Both the Virgin Mary and Jesus Christ appeared several times to Sister Amalia, communicating many messages to her with calls for prayer, sacrifice and penance.

== Ecclesiastical recognition ==

On March 8, 1931, Monsignor Francisco de Campos Barreto, Bishop of Campinas, recognized the veracity of the phenomena of stigmata and the apparitions received by Sister Amalia. He granted the proper authorizations - among them, the Imprimatur - for the publication of all her writings (which included the original messages of Jesus and Our Lady) and the prayers of the Crown (or Rosary) of Our Lady of Tears. On February 20, 1934, he published an episcopal declaration and reinforced the importance of devotion to the Virgin Mary under the invocation of Our Lady of Tears.

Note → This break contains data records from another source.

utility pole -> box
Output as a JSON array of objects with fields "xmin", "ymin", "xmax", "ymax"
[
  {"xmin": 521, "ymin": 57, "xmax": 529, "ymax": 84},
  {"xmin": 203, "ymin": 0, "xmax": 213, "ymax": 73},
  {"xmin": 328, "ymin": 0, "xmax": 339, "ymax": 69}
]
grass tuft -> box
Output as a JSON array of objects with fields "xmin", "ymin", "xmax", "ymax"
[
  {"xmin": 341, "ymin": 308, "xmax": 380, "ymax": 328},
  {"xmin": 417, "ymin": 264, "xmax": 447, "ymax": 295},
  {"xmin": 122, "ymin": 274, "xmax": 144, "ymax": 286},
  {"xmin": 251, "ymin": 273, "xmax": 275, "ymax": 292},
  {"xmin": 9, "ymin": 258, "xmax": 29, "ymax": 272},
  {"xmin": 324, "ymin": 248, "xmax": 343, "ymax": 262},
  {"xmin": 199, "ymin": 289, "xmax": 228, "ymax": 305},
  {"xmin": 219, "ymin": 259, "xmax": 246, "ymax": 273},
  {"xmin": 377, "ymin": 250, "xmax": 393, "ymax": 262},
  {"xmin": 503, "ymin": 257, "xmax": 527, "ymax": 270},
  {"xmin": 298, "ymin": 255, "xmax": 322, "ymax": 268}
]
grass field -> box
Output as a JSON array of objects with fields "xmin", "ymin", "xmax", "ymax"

In 1935, the Crown of Our Lady of Tears received more authorizations for its dissemination: by Archbishop John Robert Roach of the Archdiocese of Saint Paul and Minneapolis, Minnesota (United States); bishop Michael James Gallagher of the Diocese of Detroit, Michigan (United States); the diocesan censor in Sopron (Hungary); Bishop Stephanus Breyer of the Diocese of Győr (Hungary); and also by Vicar General Ferdinand Buchwieser of the Archdiocese of Munich and Freising (Germany).